Apache Airflow allows for event-driven scheduling, enabling Dags to be triggered based on external events rather than
predefined time-based schedules.
This is particularly useful in modern data architectures where workflows need to react to real-time data changes,
messages, or system signals.
Supported triggers for event-driven scheduling
Not all triggers in Airflow can be used for event-driven scheduling. As opposed to all triggers that
inherit from BaseTrigger, only a subset that inherit from BaseEventTrigger are compatible.
The reason for this restriction is that some triggers are not designed for event-driven scheduling, and using them to
schedule Dags could lead to unintended results.

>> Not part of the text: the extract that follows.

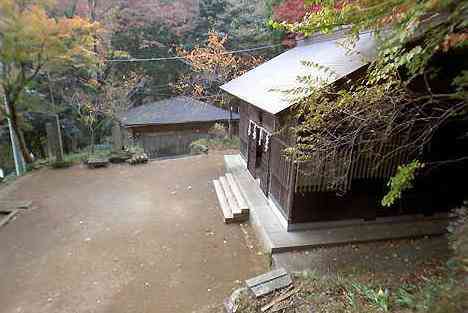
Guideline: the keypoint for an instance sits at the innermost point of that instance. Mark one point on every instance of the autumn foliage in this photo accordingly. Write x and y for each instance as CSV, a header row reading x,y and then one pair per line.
x,y
212,65
292,11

BaseEventTrigger ensures that triggers used for scheduling adhere to an event-driven paradigm, reacting appropriately
to external event changes without causing unexpected Dag behavior.
Writing event-driven compatible triggers
To make a trigger compatible with event-driven scheduling, it must inherit from BaseEventTrigger. There are three
main scenarios for working with triggers in this context:
1. Creating a new event-driven trigger: If you need a new trigger for an unsupported event source, you should create
a new class inheriting from BaseEventTrigger and implement its logic.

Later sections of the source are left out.